Der Unabhängige Verwaltungssenat des Landes Oberösterreich hat durch sein Mit­glied Dr. Leopold Wimmer über die Berufung der V GmbH, vertreten durch H Rechtsanwälte GmbH, A, W, gegen den Bescheid des Bürgermeisters der Landeshauptstadt L vom 3. April 2009, Zl. 501/GW99025z.z.a, betreffend Abweisung eines Antrags auf Wiederverleihung der wasserrechtlichen Bewilligung für die Ableitung der betrieblichen Abwässer aus der K im W L der V L GmbH zur Regionalkläranlage A, zu Recht erkannt:

 

 

Der Berufung wird Folge gegeben und der erstinstanzliche Bescheid wegen Unzuständigkeit ersatzlos behoben.

 

 

Rechtsgrundlage:

§ 66 Abs.4 Allgemeines Verwaltungsverfahrensgesetz 1991 – AVG 1991 iVm § 39 des Umweltverträglichkeitsprüfungsgesetzes 2000 – UVP-G 2000

 

 

Entscheidungsgründe:

 

 

1. Mit dem angefochtenen Bescheid wurde der Antrag der Berufungswerberin auf Wiederverleihung der wasserrechtlichen Bewilligung für die Ableitung der betrieblichen Abwässer aus der K im W L zur Regionalkläranlage A vom Bürgermeister der L als Gewerbebehörde erster Instanz in mittelbarer Bundesverwaltung gemäß §§ 12a, 21 Abs.3, 32b, 105 und 106 Wasserrechtsgesetz 1959 – WRG 1959 abgewiesen.

 

Als Begründung dafür wurde angeführt, dass es der V GmbH nicht gelänge, bei der Einleitung in die gemäß § 32 WRG 1959 genehmigte Kläranlage die nach dem Stand der Technik geforderten Ablaufwerte einzuhalten.

 

Hinsichtlich der Zuständigkeit für diese Entscheidung wurde angeführt, dass es sich dabei um eine Ableitung aus dem Altbestand der K handle, die vom Verfahren "L6" nach dem UVP-G 2000 nicht umfasst sei, da in diesem Verfahren die Errichtung einer neuen K genehmigt worden sei.

 

 

2. Dagegen hat die Berufungswerberin rechtzeitig Berufung erhoben und darin zusammengefasst im Wesentlichen vorgebracht, dass eine Unzuständigkeit der Gewerbebehörde vorliege, als aufgrund des bereits durchgeführten UVP-Feststellungsverfahrens und Grundsatzgenehmigungsverfahrens der Bereich der Kokerei mitbetroffen gewesen sei und somit gemäß § 39 UVP-G 2000 es zu einem gesamten Zuständigkeitsübergang betreffend alle Verfahren an die Oö. Landesregierung als UVP-Behörde gekommen sei.
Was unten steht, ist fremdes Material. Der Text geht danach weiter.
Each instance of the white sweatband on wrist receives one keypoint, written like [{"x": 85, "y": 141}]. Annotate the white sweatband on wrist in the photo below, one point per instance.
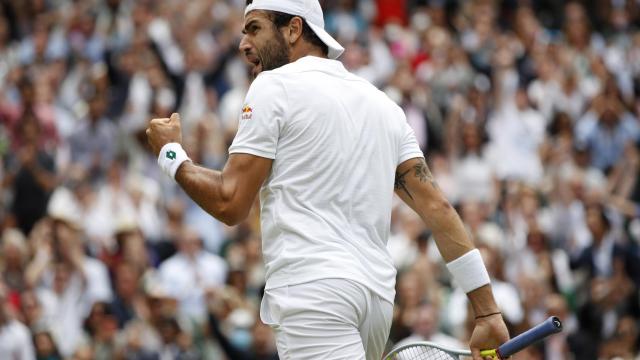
[
  {"x": 171, "y": 156},
  {"x": 469, "y": 271}
]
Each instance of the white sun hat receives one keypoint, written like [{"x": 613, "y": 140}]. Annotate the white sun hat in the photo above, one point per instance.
[{"x": 309, "y": 10}]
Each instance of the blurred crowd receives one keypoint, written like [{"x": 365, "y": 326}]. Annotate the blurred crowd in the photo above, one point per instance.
[{"x": 527, "y": 111}]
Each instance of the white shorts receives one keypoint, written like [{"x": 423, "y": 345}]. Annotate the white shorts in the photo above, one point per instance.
[{"x": 327, "y": 319}]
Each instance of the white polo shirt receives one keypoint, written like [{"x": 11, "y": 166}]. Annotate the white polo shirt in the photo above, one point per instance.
[{"x": 336, "y": 142}]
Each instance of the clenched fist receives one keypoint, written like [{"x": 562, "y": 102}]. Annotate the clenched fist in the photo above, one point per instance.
[{"x": 163, "y": 131}]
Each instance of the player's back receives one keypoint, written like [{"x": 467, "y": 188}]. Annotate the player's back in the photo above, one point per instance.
[{"x": 326, "y": 205}]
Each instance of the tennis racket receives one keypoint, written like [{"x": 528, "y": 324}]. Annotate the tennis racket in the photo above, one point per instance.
[{"x": 425, "y": 350}]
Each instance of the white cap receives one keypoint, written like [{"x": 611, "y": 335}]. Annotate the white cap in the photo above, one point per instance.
[
  {"x": 64, "y": 206},
  {"x": 309, "y": 10}
]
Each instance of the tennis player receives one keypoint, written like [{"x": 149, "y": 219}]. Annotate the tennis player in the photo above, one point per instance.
[{"x": 325, "y": 150}]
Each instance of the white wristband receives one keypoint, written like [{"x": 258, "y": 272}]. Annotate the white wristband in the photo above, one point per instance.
[
  {"x": 171, "y": 156},
  {"x": 469, "y": 271}
]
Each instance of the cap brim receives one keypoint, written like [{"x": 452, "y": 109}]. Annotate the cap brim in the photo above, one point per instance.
[{"x": 335, "y": 49}]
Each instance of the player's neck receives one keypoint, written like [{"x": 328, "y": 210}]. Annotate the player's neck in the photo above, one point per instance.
[{"x": 305, "y": 50}]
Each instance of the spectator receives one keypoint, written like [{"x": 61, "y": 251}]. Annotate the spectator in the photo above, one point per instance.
[
  {"x": 527, "y": 113},
  {"x": 15, "y": 340},
  {"x": 190, "y": 273}
]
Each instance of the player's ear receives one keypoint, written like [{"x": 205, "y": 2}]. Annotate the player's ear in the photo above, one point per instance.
[{"x": 295, "y": 29}]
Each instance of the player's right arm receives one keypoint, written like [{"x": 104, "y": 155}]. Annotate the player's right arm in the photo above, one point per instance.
[{"x": 417, "y": 187}]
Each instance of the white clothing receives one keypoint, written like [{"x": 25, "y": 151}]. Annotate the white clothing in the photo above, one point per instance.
[
  {"x": 186, "y": 280},
  {"x": 328, "y": 319},
  {"x": 15, "y": 342},
  {"x": 65, "y": 312},
  {"x": 507, "y": 299},
  {"x": 336, "y": 142}
]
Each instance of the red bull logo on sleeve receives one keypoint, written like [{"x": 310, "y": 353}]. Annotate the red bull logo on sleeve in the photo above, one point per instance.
[{"x": 246, "y": 113}]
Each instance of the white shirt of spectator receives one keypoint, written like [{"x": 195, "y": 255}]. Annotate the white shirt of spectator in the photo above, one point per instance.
[
  {"x": 66, "y": 312},
  {"x": 15, "y": 341},
  {"x": 336, "y": 142},
  {"x": 187, "y": 279}
]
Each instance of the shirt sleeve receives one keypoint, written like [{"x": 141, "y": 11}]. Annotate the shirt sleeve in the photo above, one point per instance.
[
  {"x": 408, "y": 145},
  {"x": 261, "y": 118}
]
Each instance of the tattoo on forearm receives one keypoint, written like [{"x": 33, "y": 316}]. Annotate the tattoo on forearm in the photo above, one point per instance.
[
  {"x": 420, "y": 171},
  {"x": 423, "y": 173},
  {"x": 401, "y": 183}
]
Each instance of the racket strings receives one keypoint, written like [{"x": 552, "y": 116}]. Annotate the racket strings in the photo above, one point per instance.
[{"x": 424, "y": 353}]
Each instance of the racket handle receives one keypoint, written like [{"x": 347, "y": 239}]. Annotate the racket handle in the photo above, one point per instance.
[{"x": 550, "y": 326}]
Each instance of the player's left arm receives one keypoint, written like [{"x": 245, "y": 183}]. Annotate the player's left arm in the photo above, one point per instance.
[{"x": 226, "y": 195}]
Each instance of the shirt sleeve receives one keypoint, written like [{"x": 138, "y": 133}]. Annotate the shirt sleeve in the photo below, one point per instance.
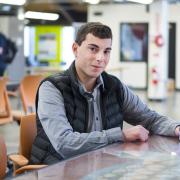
[
  {"x": 137, "y": 113},
  {"x": 66, "y": 142}
]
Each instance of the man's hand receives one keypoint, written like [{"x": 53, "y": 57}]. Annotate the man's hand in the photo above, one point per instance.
[{"x": 136, "y": 133}]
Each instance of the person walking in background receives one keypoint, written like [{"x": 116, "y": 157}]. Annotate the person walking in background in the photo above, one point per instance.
[{"x": 8, "y": 51}]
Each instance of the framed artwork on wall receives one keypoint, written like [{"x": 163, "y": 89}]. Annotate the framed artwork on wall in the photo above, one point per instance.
[{"x": 134, "y": 42}]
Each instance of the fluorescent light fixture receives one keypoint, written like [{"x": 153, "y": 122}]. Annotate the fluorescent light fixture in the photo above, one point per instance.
[
  {"x": 41, "y": 15},
  {"x": 13, "y": 2},
  {"x": 92, "y": 1},
  {"x": 142, "y": 1}
]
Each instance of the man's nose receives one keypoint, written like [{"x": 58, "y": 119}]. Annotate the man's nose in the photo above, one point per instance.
[{"x": 100, "y": 56}]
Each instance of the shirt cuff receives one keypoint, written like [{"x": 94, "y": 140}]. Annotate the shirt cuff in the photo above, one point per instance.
[{"x": 114, "y": 135}]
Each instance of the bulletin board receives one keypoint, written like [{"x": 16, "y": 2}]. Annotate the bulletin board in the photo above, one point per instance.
[{"x": 47, "y": 44}]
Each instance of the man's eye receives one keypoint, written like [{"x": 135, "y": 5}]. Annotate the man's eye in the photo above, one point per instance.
[{"x": 106, "y": 52}]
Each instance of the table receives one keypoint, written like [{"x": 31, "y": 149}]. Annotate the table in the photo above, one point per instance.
[{"x": 158, "y": 158}]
Überdies wurden auch Ausführungen zum bestehenden Anspruch auf Wiederverleihung gemäß § 31 Abs.3 WRG 1959 im Einzelnen getätigt.

 

 

3.1. Der Unabhängige Verwaltungssenat des Landes Oberösterreich hat Beweis erhoben durch Einsichtnahme in den umfassenden erstinstanzlichen Verfahrensakt sowie Einholung einer Stellungnahme der UVP-Behörde zur Frage der Zuständigkeit.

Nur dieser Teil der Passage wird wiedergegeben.